Gold reached a milestone by topping $3,000 per ounce for the first time. The economic uncertainties triggered by U.S. President Donald Trump’s trade tariff war have led to a safe haven demand. With the record bullion prices, ETFs linked to the spot gold price or futures also reached all-time highs.
Some of these include SPDR Gold Trust ETF GLD, iShares Gold Trust IAU, SPDR Gold MiniShares Trust GLDM, abrdn Physical Gold Shares ETF SGOL, iShares Gold Trust Micro IAUM, Vaneck Merk Gold ETF OUNZ and GraniteShares Gold Trust BAR. All these funds are popular options and have a Zacks ETF Rank #3 (Hold) each. These have risen nearly 14% each since the start of 2025.
Gold has been on the rise since the start of the year. It gained strong momentum in recent weeks as the economic uncertainty intensified and the stock market experienced a sharp pullback. The S&P 500 officially entered correction territory, sliding 10% from its high set on Feb. 19 in just 16 trading sessions. This marks the seventh-fastest correction since 1929, according to Bloomberg (read: Wall Street in Correction: Tap High-Income ETFs).

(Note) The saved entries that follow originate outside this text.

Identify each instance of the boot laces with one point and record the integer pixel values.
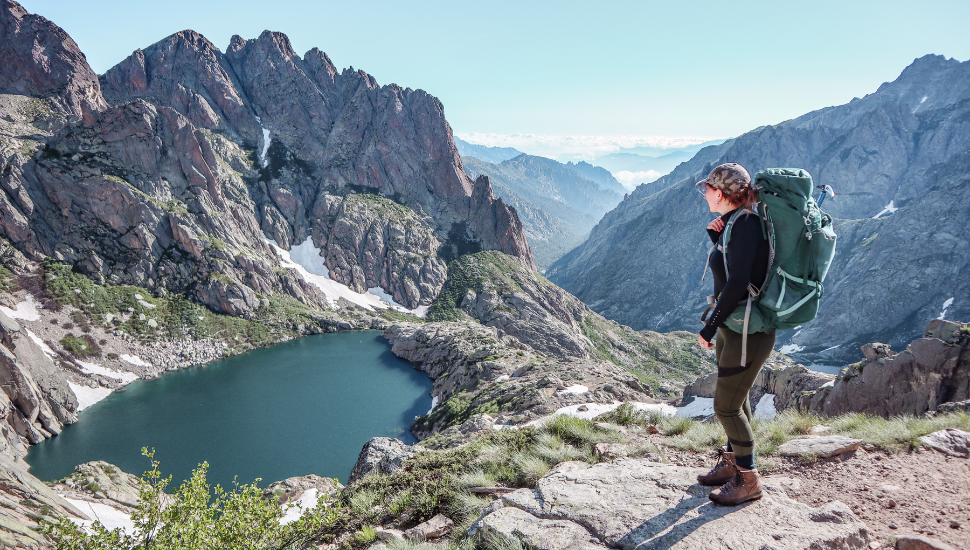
(719, 455)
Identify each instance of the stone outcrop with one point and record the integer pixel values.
(950, 441)
(558, 203)
(905, 146)
(36, 401)
(500, 292)
(103, 482)
(380, 455)
(24, 502)
(933, 370)
(172, 182)
(40, 60)
(372, 241)
(819, 446)
(638, 504)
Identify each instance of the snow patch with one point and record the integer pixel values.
(135, 360)
(266, 140)
(766, 407)
(946, 306)
(94, 368)
(87, 396)
(789, 349)
(889, 209)
(40, 343)
(109, 517)
(26, 310)
(700, 406)
(434, 403)
(307, 261)
(293, 511)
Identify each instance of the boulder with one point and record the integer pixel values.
(955, 407)
(920, 543)
(634, 503)
(434, 528)
(819, 446)
(541, 534)
(381, 455)
(951, 441)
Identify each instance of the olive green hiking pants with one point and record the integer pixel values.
(734, 382)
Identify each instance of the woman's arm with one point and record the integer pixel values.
(742, 252)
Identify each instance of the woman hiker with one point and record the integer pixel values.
(728, 192)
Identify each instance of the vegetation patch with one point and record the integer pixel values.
(200, 516)
(82, 347)
(130, 309)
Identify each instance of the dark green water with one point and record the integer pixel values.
(302, 407)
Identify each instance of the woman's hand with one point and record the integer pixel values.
(704, 343)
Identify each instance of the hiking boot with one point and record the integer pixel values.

Trump’s trade policies are expected to harm the economy and profitability of companies, worsening fears of an economic slowdown. Meanwhile, the barrage of recent data related to surveys and sentiment indicators point to a downturn in the economy. Many Wall Street analysts have raised concerns about stagflation, wherein growth stagnates, inflation remains high and unemployment rises.
Gold is often used to preserve wealth during financial and political uncertainty, and usually does well when other asset classes struggle. Additionally, the inflationary pressure caused by new tariffs will benefit the precious metal’s status as a hedge against rising prices.
Traders are now pricing in the possibility that the Fed will cut interest rates several times this year amid a tariff-driven U.S. economic slowdown, signs of a cooling labor market and softer inflation. Lower interest rates will continue to support gold prices as these raise the yellow metal’s attractiveness compared with fixed-income assets such as bonds. Notably, gold is highly sensitive to rising U.S. interest rates, as these increase opportunity costs of holding non-yielding bullion.
Apart from these, central banks are among the major drivers of gold prices. The banks are dominant buyers of gold as they seek to diversify their reserves away from the U.S. dollar. In particular, China extended its purchases for a fourth consecutive month in February. According to the latest report from the World Gold Council, global gold demand reached a record high in 2024, driven by sustained central bank buying and growth in investment demand. Central banks accumulated more than 1,000 tons of gold for the third consecutive year. Global investment demand increased 25% year over year.